The Vikings would have understood it anyway. They didn't have a word for the prolongation of war long past any rational goal -- they just knew that's what always happened. It's the subject of their longest and greatest saga, the Brennu-njalasaga, or The Saga of Njal Burned Alive. The saga describes a trivial feud in backcountry Iceland that keeps escalating for reasons nobody can understand or resolve until it engulfs the whole of northern Europe. Provocation after fresh provocation, peace conference after failed peace conference, it has its own momentum, like a hurricane of carnage. The wise and farseeing hero Njal, who has never met the original feuders and has no idea what their quarrel was about, ultimately meets his appalling death (the Vikings thought there was nothing worse than being burned alive) as part of a chain of ever-larger catastrophes that he can tell is building but is helpless to stop -- a fate that seems in the end to be as inevitable as it is inexplicable.

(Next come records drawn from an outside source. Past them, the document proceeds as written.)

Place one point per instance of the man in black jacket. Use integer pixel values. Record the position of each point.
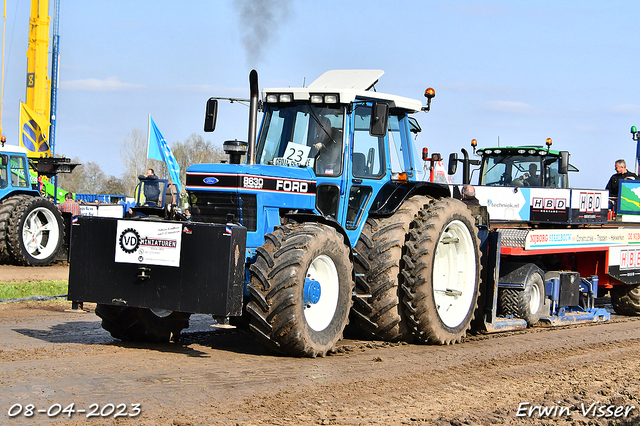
(621, 173)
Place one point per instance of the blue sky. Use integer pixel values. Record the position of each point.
(520, 71)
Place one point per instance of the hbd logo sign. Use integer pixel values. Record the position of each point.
(555, 204)
(590, 202)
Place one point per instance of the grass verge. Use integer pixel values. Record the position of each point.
(15, 290)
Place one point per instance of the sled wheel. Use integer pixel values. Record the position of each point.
(140, 324)
(300, 289)
(378, 309)
(527, 303)
(35, 232)
(626, 299)
(443, 272)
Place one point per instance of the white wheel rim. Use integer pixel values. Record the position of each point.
(319, 315)
(454, 274)
(534, 297)
(40, 234)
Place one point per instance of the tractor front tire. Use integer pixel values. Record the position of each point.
(7, 206)
(442, 272)
(140, 324)
(626, 299)
(378, 307)
(35, 232)
(300, 289)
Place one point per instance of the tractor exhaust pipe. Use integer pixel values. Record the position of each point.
(253, 117)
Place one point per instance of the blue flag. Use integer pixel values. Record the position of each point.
(159, 150)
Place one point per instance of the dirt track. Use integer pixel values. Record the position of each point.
(218, 376)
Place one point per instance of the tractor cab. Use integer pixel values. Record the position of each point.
(337, 141)
(524, 166)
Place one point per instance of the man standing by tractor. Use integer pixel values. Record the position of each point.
(151, 187)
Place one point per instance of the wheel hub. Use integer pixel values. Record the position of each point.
(311, 292)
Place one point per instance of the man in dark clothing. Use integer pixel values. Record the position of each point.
(621, 173)
(469, 196)
(151, 188)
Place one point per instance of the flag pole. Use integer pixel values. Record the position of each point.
(148, 141)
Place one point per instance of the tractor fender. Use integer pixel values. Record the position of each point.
(325, 220)
(393, 194)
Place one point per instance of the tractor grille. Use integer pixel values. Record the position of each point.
(215, 207)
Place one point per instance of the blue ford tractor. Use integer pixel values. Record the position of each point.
(321, 216)
(31, 227)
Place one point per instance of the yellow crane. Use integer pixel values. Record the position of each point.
(35, 113)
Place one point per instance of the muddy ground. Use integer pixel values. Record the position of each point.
(216, 376)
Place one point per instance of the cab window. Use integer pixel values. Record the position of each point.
(19, 178)
(368, 151)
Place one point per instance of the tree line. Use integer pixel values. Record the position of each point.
(89, 177)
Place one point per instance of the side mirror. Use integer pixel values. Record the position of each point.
(453, 163)
(379, 119)
(210, 116)
(563, 167)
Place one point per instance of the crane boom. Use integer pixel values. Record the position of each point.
(37, 58)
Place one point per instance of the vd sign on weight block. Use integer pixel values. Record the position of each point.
(148, 243)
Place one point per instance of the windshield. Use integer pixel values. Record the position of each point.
(303, 135)
(520, 170)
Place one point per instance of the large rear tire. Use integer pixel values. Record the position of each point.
(35, 232)
(300, 289)
(378, 264)
(7, 207)
(442, 272)
(626, 299)
(141, 325)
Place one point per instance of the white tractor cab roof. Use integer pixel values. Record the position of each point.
(347, 85)
(13, 149)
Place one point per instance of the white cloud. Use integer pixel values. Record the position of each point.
(110, 84)
(509, 106)
(629, 109)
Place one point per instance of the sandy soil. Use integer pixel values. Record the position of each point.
(220, 376)
(212, 376)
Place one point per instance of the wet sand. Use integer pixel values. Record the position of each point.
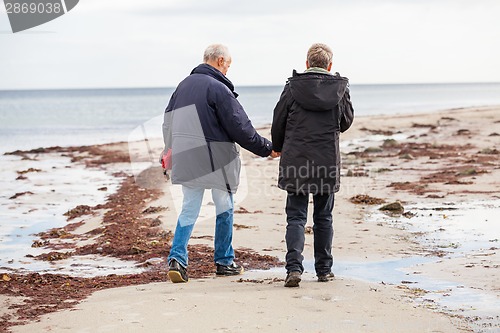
(416, 270)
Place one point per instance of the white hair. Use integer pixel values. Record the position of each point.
(215, 51)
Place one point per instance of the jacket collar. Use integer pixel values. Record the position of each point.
(216, 74)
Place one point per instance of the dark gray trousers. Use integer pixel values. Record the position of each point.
(296, 217)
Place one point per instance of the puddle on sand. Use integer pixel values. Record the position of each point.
(471, 227)
(455, 228)
(52, 190)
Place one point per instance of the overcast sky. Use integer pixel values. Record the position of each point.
(146, 43)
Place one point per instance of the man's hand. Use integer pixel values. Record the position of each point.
(275, 154)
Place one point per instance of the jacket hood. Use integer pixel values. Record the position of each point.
(316, 91)
(216, 74)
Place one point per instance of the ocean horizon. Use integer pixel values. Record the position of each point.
(49, 117)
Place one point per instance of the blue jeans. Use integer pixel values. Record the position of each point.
(191, 205)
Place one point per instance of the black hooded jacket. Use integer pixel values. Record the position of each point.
(202, 123)
(312, 111)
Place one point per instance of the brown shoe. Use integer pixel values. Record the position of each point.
(292, 279)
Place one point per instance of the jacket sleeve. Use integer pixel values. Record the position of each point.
(279, 119)
(239, 128)
(346, 112)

For the Vikings, this was the essence of war: it's a mystery that comes out of nowhere and grows for reasons nobody can control, until it shakes the whole world apart. Njal's saga ends with a vision of war as the underlying horror of the world, always waiting underneath the frail mirage of peace. In a final dream image, spectral women are seen working an occult and horrible loom: "Men's heads were used in place of weights, and men's intestines for the weft and warp; a sword served as the beater, and the shuttle was an arrow. And these were the words the women were chanting:

Blood rains
From the cloudy web
On the broad loom
Of slaughter.
The web of man
Gray as armor
Is being woven.

This is as good a description as is available for the course of World War II from the fall of 1944 on -- after the Allies at last acknowledged that, despite the decisive battles of the previous summer, the Axis was never going to surrender. That was when the Allies changed their strategy. They set out to make an Axis surrender irrelevant.

From that winter into the next spring the civilians of Germany and Japan were helpless before a new Allied campaign of systematic aerial bombardment. The air forces and air defense systems of the Axis were in ruins by then. Allied planes flew where they pleased, day or night -- 500 at a time, then 1,000 at a time, indiscriminately dumping avalanches of bombs on every city and town in Axis territory that had a military installation or a railroad yard or a factory. By the end of the winter most of Germany's industrial base had been bombed repeatedly in saturation attacks; by the end of the following spring Allied firebombing raids had burned more than 60 percent of Japan's urban surface area to the ground.


Scrotum H. Vainglorious - 2012-07-29

Five for the fagdance.


Anaxagoras - 2012-07-30

Finally. A comment I can get behind.


Gommorrah - 2012-07-29

everyone still extant who was involved in the bombing of hiroshima should die for their crimes, and those who have passed should have the remnants of their corpses fed to feral dogs on camera. fuck you nazi cunts


Sudan no1 - 2012-07-29

You're just mad the nazis didn't invent the nuke first.


baleen - 2012-07-30

If only Arafat could have cleansed Israel of the Jewtards without hurting the Baathists and the Muslim Brotherhood.